Support » Ethics
by Professor A.J. Holland (UK) Department of Psychiatry, University of Cambridge
This article is based on a paper written in response to the death of an adult with PWS who had become very severely obese. This case of Chris had earlier received national publicity as he had briefly been detained in hospital under the English Mental Health Act. The national newspaper concerned had campaign against this, with both Chris's and his mother's support, arguing he should be free to live where he chooses and not have to diet.
The situation in the UK and in democratic countries in general is that adults (those 18 years and over) have a right to make those decisions that affect their lives. In the case of health treatment it is individual consent that renders an investigation or a health procedure, lawful. For a person to give valid consent he/she must be appropriately informed, have the capacity (ability) to consent and be able to communicate his/her decision and be free from coercion. To treat an adult who has the capacity to consent without his/her consent would be unlawful and probably an assault. In different countries the policies and practices and legislation of that country will address issues of decision-making in children or the particular circumstances when the above may not apply and, for example whether adults may be admitted to hospital to have treatment without their consent, for example, for assessment and/or treatment for mental illness.
For adults with PWS there is potentially a real difficulty in this transition from being a child and under the responsibility of parents, to being an adult having the opportunity to make their own choices. Ideally, as someone with PWS leaves school, a care strategy is devised whereby with their agreement they move into a food supervised setting that can ensure considerable independence but can manage the food environment - in this respect prevention of obesity is by far the best option. However, if the person concerned does not wish for this and/or such options are not available the type of problem that arose with Chris, occurs. Under the legal framework of England and Wales at the time of Chris's death (prior to the passing of the Mental Capacity Act 2005), there were only three possible approaches. These were summarised in our paper in the Journal of Medical Ethics: Holland, A.J. and Wong, J. (1999) Genetically determined obesity in Prader-Willi Syndrome: The Ethics and Legality of Treatment. Journal of Medical Ethics, 25: 230-236.
With the Adults with Incapacity (Scotland) Act 2000 and the Mental Capacity Act (England and Wales) 2005 the situation within these three countries have changed, although essentially there are still just three options. These are: 1) to accept that dieting is a matter of individual choice for people with PWS, as it is for the rest of the population, and therefore one can inform, encourage and cajole, but not force dieting; 2) to determine whether the person has the capacity to make such a decision and if it is determined he/she does not then there is the responsibility to act in his/her best interests - if necessary (in England and Wales) referral to the Court of Protection under the Mental Capacity Act may be required for their ruling on the issues; and 3) to use the powers of the Mental Health Act (or equivalent in other countries) to lawfully detain the person with PWS in hospital. Whether these options are appropriate and possible in any given country will depend upon the laws of that country. For some countries Guardianship legislation may, for example, be available and appropriate, at least in some circumstances.

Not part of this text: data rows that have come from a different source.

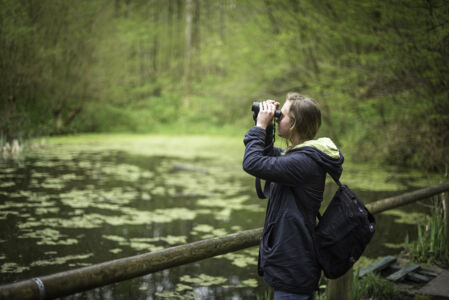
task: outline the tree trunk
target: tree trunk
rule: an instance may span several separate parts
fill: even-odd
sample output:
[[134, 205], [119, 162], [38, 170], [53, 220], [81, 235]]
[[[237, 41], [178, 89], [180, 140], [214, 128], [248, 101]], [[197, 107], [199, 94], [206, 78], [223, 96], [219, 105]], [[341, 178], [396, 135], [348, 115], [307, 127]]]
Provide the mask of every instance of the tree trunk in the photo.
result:
[[[161, 7], [159, 6], [159, 1], [153, 5], [153, 26], [155, 28], [159, 28], [159, 15], [160, 15]], [[151, 30], [151, 29], [150, 29]], [[153, 36], [152, 48], [151, 48], [151, 56], [153, 58], [153, 72], [151, 74], [152, 78], [157, 76], [157, 73], [160, 70], [161, 58], [159, 57], [159, 31], [156, 31]]]
[[167, 35], [168, 35], [168, 45], [167, 45], [167, 59], [168, 59], [168, 67], [171, 67], [171, 60], [173, 56], [173, 15], [174, 15], [174, 8], [173, 8], [173, 1], [168, 1], [168, 15], [167, 15]]
[[222, 0], [219, 2], [220, 7], [220, 40], [222, 44], [224, 45], [226, 42], [226, 36], [225, 36], [225, 28], [226, 28], [226, 5], [227, 1]]
[[70, 123], [72, 123], [72, 121], [75, 119], [75, 117], [83, 110], [82, 107], [78, 107], [74, 110], [72, 110], [69, 114], [69, 116], [67, 117], [67, 120], [64, 122], [64, 125], [67, 126]]
[[53, 116], [55, 116], [55, 119], [56, 119], [56, 124], [55, 124], [56, 132], [59, 133], [59, 132], [61, 132], [62, 127], [64, 125], [64, 121], [62, 120], [62, 108], [53, 110]]
[[190, 73], [192, 58], [192, 19], [193, 0], [186, 0], [186, 31], [185, 31], [185, 60], [184, 60], [184, 107], [189, 107]]

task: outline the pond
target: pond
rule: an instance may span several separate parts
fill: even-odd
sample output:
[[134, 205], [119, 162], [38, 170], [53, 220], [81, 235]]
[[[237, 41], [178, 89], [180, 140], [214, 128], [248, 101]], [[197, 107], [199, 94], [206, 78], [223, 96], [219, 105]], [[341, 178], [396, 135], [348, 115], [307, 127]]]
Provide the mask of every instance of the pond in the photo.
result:
[[[263, 226], [266, 201], [241, 168], [243, 150], [241, 137], [82, 135], [1, 159], [0, 284]], [[366, 203], [438, 183], [349, 159], [344, 168], [342, 181]], [[335, 189], [329, 179], [326, 201]], [[399, 253], [428, 204], [377, 215], [360, 263]], [[252, 247], [66, 299], [263, 297], [268, 287], [256, 273], [257, 252]]]

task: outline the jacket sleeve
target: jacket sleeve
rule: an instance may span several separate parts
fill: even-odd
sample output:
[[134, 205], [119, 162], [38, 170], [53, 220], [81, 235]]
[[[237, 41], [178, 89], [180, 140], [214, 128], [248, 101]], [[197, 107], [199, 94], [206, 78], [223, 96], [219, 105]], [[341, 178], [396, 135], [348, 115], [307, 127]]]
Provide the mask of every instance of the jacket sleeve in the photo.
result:
[[295, 186], [305, 182], [316, 164], [300, 152], [280, 155], [279, 148], [275, 148], [276, 156], [265, 154], [265, 135], [265, 130], [260, 127], [253, 127], [246, 133], [243, 169], [253, 176], [280, 184]]

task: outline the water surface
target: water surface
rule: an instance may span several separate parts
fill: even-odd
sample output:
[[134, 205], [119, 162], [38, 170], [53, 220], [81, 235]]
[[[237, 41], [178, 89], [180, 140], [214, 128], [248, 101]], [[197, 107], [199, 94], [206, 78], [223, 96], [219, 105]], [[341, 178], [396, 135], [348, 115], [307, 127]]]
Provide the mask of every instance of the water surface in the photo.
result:
[[[241, 138], [84, 135], [0, 160], [0, 284], [261, 227], [266, 202], [241, 169]], [[325, 199], [335, 191], [329, 180]], [[345, 163], [342, 181], [369, 203], [435, 178]], [[377, 216], [368, 261], [401, 250], [430, 202]], [[69, 296], [263, 296], [257, 247]]]

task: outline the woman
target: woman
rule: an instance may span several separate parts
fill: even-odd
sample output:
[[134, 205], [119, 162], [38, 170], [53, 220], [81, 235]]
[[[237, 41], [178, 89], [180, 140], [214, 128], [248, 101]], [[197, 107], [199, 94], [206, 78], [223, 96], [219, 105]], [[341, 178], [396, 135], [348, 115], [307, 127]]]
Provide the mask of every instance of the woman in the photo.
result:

The balance in this situation is always this tension between respect for autonomy and need for care. The solution is ideally through co-operation and consent but if that is not possible there are only limited options as described above. Key to the argument about capacity to make decisions is whether PWS is seen to be different from general obesity. In the above paper we argued that people with PWS may be different, whilst they may have the capacity to consent to many things in their lives, however, when it comes to food the insatiable hunger so distorts their thinking that it renders than incapacitated with respect to decisions about dieting. Under those circumstances, it can be argued, that there is a duty to take over control of dieting in their best interests. Thus, one could defend limiting access to food on the grounds that it was in his/her best interest. However, as Chris's case illustrated the framework provided by the law is only a small part of the issue - of perhaps greater importance is having the ‘PWS informed' support and services available in the first place.
What are the lessons from this situation of Chris? First, support is complicated and there may be a very difficult tension to resolve - autonomy versus care. Secondly, if appropriate local social care services had been available it would have maximised the chance that such situations would not have arisen as Chris and others with PWS may have been more willing to live in an appropriate environment. Thirdly, difficult decisions may have to be made and if necessary legal advice sort to resolve such problems. Knowledge of PWS is key to this.